この記事では、失敗談も包み隠さず交えながら「タンギング克服のためのステップ」を徹底解説します。
タンギングとは?その役割と重要性
タンギングとは、クラリネットにおける「音の表情づけ装置」のようなもの。楽器からしっかりした“発音”を引き出すための必須テクニックであり、メロディをクリアに、リズムを明確に伝える役目を持っています。
私が中学時代、何となく吹いていた旋律が、タンギングが使えるようになった瞬間から、音が引き締まって聴こえた体験は今も鮮明です。
タンギングの基本動作
クラリネットのタンギングは、「舌先でリードを一瞬だけタッチし、空気の流れを一時的に切ってまたすばやく解放する」動作です。
ただ単に舌を動かすだけではなく、リードから舌を“離す瞬間”に集中する感覚がポイント。昔、舌を力いっぱい押し付けて音がつぶれた経験がありますが、その後“抜く瞬間”に意識を変えただけで音のキレが劇的に変化しました。
後輩に教える時も、「一度、思いきりやさしく離す動きだけ試してみて」とアドバイスしてきました。
タンギングの種類と練習法
シングルタンギング
シングルタンギングは最初に覚えたい“基礎の基礎”。「トゥ」「タ」と小さな声で言うような動きで舌を動かします。
一定のテンポで、四分音符や八分音符ごとに、「息は止めず舌だけ使って区切る」ことを強く意識してください。
筆者推奨の練習は、「録音しながら一発ごとの音の粒や揃い方を自分の耳でチェックする」こと。演奏後に自分の録音を聞いて、“頭の中の出来と実力の差”に気付ける瞬間が、上達への大事なステップです。
練習法(私が実際に効果を感じた方法)
- メトロノームを60に設定し、四分音符で1音ずつ丁寧に吹く
- 息は止めず、舌だけで音を区切る
- 録音して「粒がそろっているか」を確認する

ダブルタンギング
シングルでは追いつかない高速フレーズ用にダブルタンギングを覚えましょう。

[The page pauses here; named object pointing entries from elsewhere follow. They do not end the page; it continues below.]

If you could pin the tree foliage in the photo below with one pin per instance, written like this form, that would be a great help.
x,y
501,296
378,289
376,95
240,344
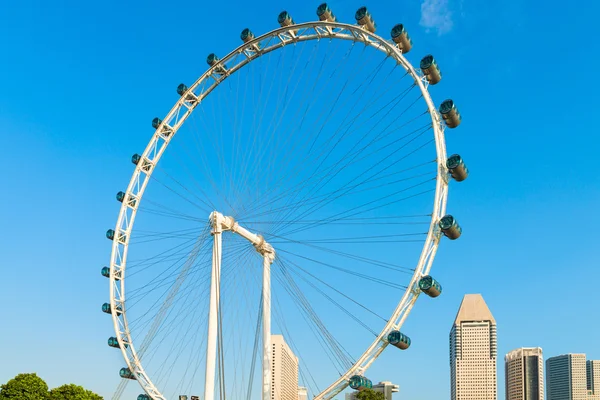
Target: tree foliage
x,y
369,394
72,392
24,387
32,387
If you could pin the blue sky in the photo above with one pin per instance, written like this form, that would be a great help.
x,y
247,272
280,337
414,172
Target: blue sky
x,y
80,83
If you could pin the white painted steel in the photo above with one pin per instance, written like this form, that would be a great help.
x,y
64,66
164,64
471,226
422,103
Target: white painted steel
x,y
235,60
267,355
216,220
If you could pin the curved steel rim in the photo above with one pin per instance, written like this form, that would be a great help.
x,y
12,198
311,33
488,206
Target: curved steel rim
x,y
248,52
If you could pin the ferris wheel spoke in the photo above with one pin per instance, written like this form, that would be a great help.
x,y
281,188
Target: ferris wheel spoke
x,y
317,147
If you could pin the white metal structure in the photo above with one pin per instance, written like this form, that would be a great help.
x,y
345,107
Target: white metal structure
x,y
219,224
164,134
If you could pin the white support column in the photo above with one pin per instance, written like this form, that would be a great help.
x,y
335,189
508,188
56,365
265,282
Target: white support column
x,y
219,224
211,343
267,352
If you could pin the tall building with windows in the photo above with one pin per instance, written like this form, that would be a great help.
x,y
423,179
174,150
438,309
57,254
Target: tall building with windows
x,y
566,377
473,351
593,379
284,370
524,374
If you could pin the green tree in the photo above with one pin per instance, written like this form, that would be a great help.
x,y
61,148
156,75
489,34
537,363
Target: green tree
x,y
72,392
24,387
369,394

「トゥカトゥカ」「タカタカ」と声に出しながら舌の先と奥を交互に動かします。
最初は楽器なしでしっかり発音練習、それから実際のスケールに当てはめスピードを徐々に上げていくのが推奨ルートです。
練習法
- まずは楽器を使わず、「トゥク、トゥク」と口で発音して舌の動きを確認する
- 慣れてきたらクラリネットでC dur スケールを使い、ゆっくりからテンポを上げる
私自身、高校時代に吹奏楽コンクールで高速タンギングの壁にぶつかりました。当時は何度やっても指と舌がバラバラ…。
挫折しかけましたが、先生から「10分続ければ必ず変わる」という言葉を信じて“音を伸ばさない”徹底練習を数週間毎日継続することで、なんとか自分のものにできました。
トリプルタンギング
三連符など「3で割るリズム」の際に有効です。「トゥトゥク」や「タタカ」と発音します。
吹奏楽やオーケストラでは頻度は高くありませんが、ソロ曲や特殊なリズムに挑戦する際に役立ちます。
フラッタータンギング
フラッタータンギングは、「舌を使った巻き舌・震え技」で、現代曲やジャズに多く登場する個性的な奏法です。最初は日本語の「るるる…」を巻き舌で発声するイメージから始めてみてください。
私の場合も、家の中や自転車に乗りながら練習して、地道に舌の感覚を鍛えました。成功した瞬間の“ビリビリ感”は、クセになる面白さです。